3365. Firefox: Gunship Structural and Material Considerations
|Title||3365. Firefox: Gunship Structural and Material Considerations|
|Publication Type||Conference Paper|
|Year of Publication||2005|
|Authors||California Polytechnic State University, Student Team: Paladin Aerospace|
|Conference||64th Annual Conference, Annapolis, Maryland|
|Conference Location||Annapolis, Maryland|
|Publisher||Society of Allied Weight Engineers, Inc.|
In response to the 2005 American Institute of Aeronautics and Astronautics (AIAA) Team Undergraduate Design Competition, Paladin Aerospace presents Firefox, a new generation gunship to replace the AC-130. Modern demands have outgrown the aging cargo-based airframe of the AC-130H/U Spooky gunship. First introduced during the Vietnam War in 1968, the AC-130 has been modified and improved to meet the continuously evolving demands of modern warfare. In recent years, the proliferation of Anti-Aircraft Artillery (AAA) and low-cost Man Portable Air Defense Systems (MANPADS) has created a gap in defensive technology. Nearly 80% of all fixed-wing aircraft lost during Operation Desert Storm were to MANPAD systems. Spooky, with its low-altitude, predictable, circular attack patterns was particularly vulnerable to these radar and IR seeking devices. The request for proposal (RFP) requires an affordable, highly survivable aircraft to provide lethal firepower during a 4 hour loiter.

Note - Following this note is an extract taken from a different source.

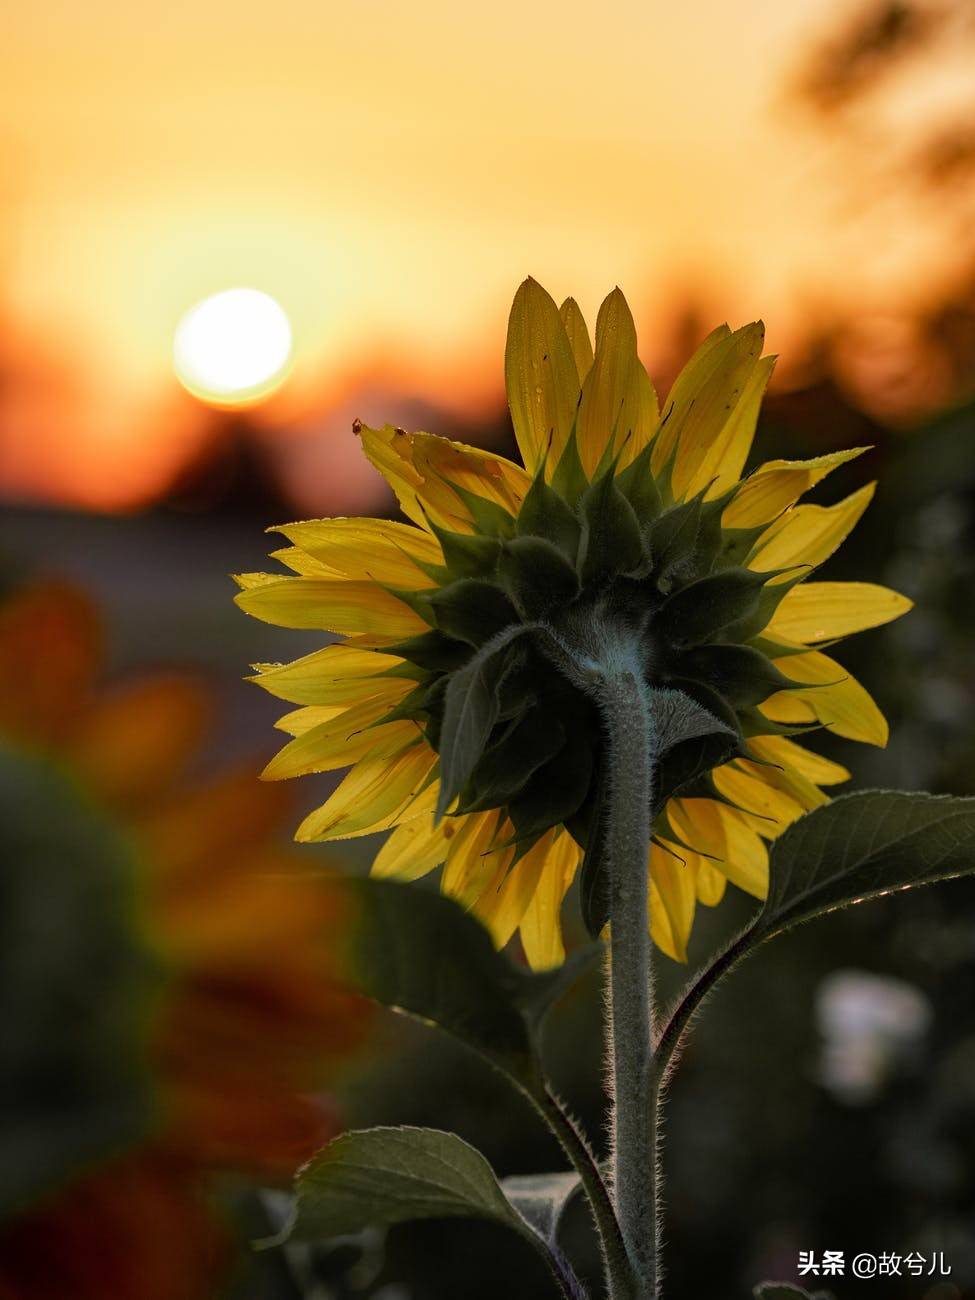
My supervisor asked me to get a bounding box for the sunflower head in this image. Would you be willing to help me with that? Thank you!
[238,279,911,964]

Firefox moves away from the cargo-based configuration of the AC-130 to a conventional fuselage sized around a single 105mm Rheinmetall tank gun and three 40mm autocannons. This paper focuses on the methods used to reinforce the aircraft for survivability with advanced materials and provide adequate structural support to endure the gun forces. The blast overpressure, recoil force, and heat generated by each of the four guns create material and structural issues unique to a gunship aircraft. Maintaining a low weight is desired to minimize acquisition cost to meet the affordability requirement of the RFP. Only essential areas are reinforced with high strength, resilient, but heavier or more costly materials.